Ciertos tabúes eran temporales, como por ejemplo el que marcaba a una mujer como contaminada durante su menstruación. Otros eran permanentes, como el que proscribía a un hombre culpable de matar accidentalmente a un miembro de su tribu. En algunos casos, las propias tribus debían encargarse del castigo del transgresor; en otros, se suponía que el castigo era infligido mágicamente por los espíritus violados. La transgresión de ciertos tabúes conllevaba [ p. 42 ] un desastre para todos los miembros de la tribu a la que pertenecía el transgresor; en otros casos, el castigo se limitaba solo al transgresor. En algunos casos, el castigo podía evadirse mediante una elaborada penitencia y purificación por parte del transgresor; en otros, la muerte inmediata era inevitable. Las variantes eran innumerables…

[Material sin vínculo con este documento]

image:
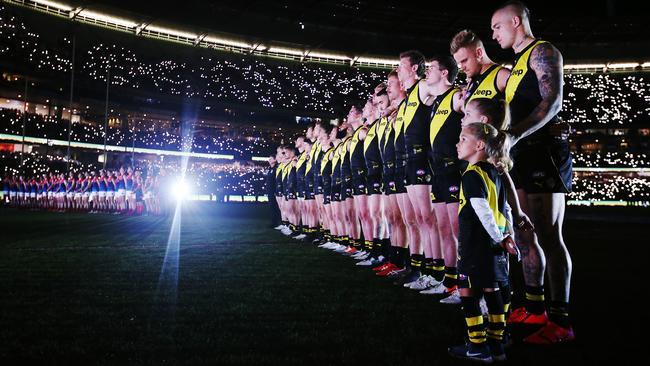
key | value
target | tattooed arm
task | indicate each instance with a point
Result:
(546, 62)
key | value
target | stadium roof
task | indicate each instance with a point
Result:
(372, 33)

Incluso hoy en día, la mayoría de la gente se ve inhibida por tabúes. Supersticiosamente, temen hacer todo tipo de nimiedades. Se niegan a sentar a trece personas a la mesa, a pasar por debajo de una escalera o a encender tres cigarrillos con una sola cerilla. Les entra el pánico si se rompe un espejo en su casa o se cruza un gato negro en su camino; y temen hablar de su buena salud sin «tocar madera» ni murmurar «Unbeschrieen». Sin embargo, personas por lo demás bastante inteligentes a veces se aterrorizan ante alguno de estos estúpidos tabúes. No es de extrañar, por tanto, que el salvaje se dejara dominar por completo por los tabúes. Pobre niño que era, toda su vida se convirtió en una lucha incesante y frenética por mantenerse alejado de todo lo que estaba «marcado».